Ensuite, il y a la vision du Pape ; il l’a dit dans le motu proprio, il veut faire tout ce qu’il peut pour essayer d’éviter qu’une dispute se raidisse et finisse en schisme.
Et je n’hésite pas à inclure un troisième élément qui est en dehors de nos perceptions. Le Pape sait beaucoup de choses sur l’Eglise, peut-être même sur son avenir, qui ont probablement quelque chose à voir avec cette nouvelle situation… Mais là, on sort du domaine rationnel, et on ne peut donc pas dire grand-chose.
– La situation, c’est assez net de part et d’autre, est celle d’un accord pour commencer des discussions.

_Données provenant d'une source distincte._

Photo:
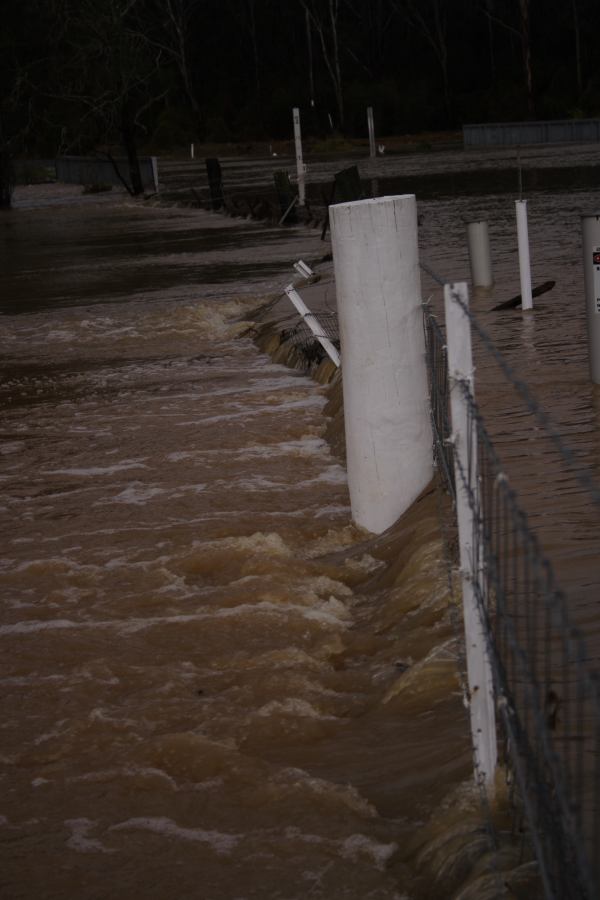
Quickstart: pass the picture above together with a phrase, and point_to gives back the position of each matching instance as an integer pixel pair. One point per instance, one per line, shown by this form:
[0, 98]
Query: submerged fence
[547, 694]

– C’est plus que ça. C’est vraiment un pas. Je crois vraiment qu’il y a une ligne qui est déjà tracée avec le motu proprio, et qui est confirmée ici. Je crois qu’on peut dire que le Pape estime le travail que nous faisons, et qu’il veut mettre le prix pour que ces valeurs servent à toute l’Eglise.
– N’y a‑t-il pas une contradiction entre la levée de l’excommunication et le fait de ne pas être en pleine communion ?
– Le problème vient d’un péché de langage qui accompagne et qui suit Vatican II, où on donne dans l’imprécision. Que veut dire communion ? Pleine communion ? Autrefois, avant le Concile, on en avait une idée très claire, et si on suit le concept pré-Vatican II il ne fait absolument aucun doute que nous sommes en pleine communion. Parce que cela signifie appartenir à l’Eglise, et qu’on est soit dedans, soit dehors. Il n’y a pas de milieu. Il y a donc effectivement quelque chose de contradictoire dans cette histoire, mais, sous ce terme ambigu, on veut dire que nous ne nous entendons pas sur tous les points avec le Pape actuel. Après, certains vont dramatiser, vont essayer de jouer sur les mots. C’est une situation floue, où on ne sait plus qui fait quoi, qui dit quoi… D’où une pagaille, dont chacun essaye de sortir comme il peut. Ça finit dans le sentimentalisme, dans l’affectif : j’aime bien le Pape, donc je suis en pleine communion avec lui, et après je fais ce que je veux chez moi ; ça ne veut plus rien dire.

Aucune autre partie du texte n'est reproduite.